Do you hate your small kitchen? Yes, designing a smaller sized kitchen can be a challenge especially if you require more storage space or if navigating the room is a bit difficult. Now is the time to implement clever design tricks to create a sense of openness while maximizing function. Here are some easy ways to get the most out of your small kitchen.
Consider an Open Island Cart
The idea of a traditional island may sound appealing but if it’s not realistic for the space you’re working with opt for an open island cart. An island cart that is open on all sides is ideal because it provides a barely there look while providing lots of useful storage area. If the island cart is movable you can always push the cart against the counter when you need to navigate the kitchen.
Floating Open Shelves
The floating open shelves look isn’t a new concept but a trendy alternative to the solution is to install a few open shelves above your main wall of cabinets. This provides extra storage areas without boxing in sight lines. In addition, a floating shelf peninsula provides a great visual spot to place items and your guests will free to grab items that they might need.
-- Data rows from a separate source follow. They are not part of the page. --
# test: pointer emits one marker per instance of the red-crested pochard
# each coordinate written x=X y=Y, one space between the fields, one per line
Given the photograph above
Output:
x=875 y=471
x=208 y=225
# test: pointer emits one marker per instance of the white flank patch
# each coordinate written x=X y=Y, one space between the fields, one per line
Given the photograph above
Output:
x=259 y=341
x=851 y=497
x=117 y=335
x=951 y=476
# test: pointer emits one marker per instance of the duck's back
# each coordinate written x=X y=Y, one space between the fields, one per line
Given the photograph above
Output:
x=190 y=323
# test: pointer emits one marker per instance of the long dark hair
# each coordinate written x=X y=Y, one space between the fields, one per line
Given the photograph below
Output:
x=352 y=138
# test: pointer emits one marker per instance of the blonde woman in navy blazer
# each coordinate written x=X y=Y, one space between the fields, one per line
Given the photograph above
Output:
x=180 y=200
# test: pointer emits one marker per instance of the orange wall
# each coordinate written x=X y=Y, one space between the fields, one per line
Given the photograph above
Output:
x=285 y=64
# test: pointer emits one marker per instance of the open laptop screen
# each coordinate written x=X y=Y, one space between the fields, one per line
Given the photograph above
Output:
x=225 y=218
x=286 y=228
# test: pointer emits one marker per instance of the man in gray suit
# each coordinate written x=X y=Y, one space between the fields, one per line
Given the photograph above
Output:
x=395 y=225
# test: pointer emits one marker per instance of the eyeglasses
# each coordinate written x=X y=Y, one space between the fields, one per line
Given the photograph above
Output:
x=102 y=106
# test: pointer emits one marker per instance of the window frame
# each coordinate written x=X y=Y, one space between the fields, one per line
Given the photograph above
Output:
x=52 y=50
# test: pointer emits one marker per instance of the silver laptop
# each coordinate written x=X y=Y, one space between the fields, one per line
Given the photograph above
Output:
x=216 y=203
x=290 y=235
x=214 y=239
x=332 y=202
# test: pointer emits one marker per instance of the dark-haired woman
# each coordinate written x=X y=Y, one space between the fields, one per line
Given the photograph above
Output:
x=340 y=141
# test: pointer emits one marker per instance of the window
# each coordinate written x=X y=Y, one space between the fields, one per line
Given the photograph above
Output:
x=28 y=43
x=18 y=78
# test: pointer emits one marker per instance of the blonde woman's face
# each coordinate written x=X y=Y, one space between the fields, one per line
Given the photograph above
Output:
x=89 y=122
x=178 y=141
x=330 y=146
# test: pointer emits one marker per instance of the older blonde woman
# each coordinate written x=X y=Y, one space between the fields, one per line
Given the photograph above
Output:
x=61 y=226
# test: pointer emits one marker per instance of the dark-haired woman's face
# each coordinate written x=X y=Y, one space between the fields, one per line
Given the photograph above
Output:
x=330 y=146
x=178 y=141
Move the Kitchen Cabinets Higher
Generally, upper kitchen cabinets start at least twenty inches above the counter. However, if your kitchen is feeling especially tiny you can create a sense of openness by starting them 25-30 inches higher than normal. Believe it or not, the visual break in design can make a huge impact. You just may have to use a stool to reach in the cabinets.
A Mirrored Backsplash
Another way you can make a tiny kitchen feel spacious is to install a mirrored backsplash over the kitchen sink. If you don’t have an open wall, the mirrored backsplash will give the illusion of more depth beyond the counters.
Contrasting Dark or Light
When it comes to making a kitchen feel larger you may think using darker colors will have the opposite effect. However, contrasting with light and dark hues will have an optical effect that actually makes the kitchen seem larger than it actually is. For instance, using shades of grey or brown against white countertops makes the wall visually recede.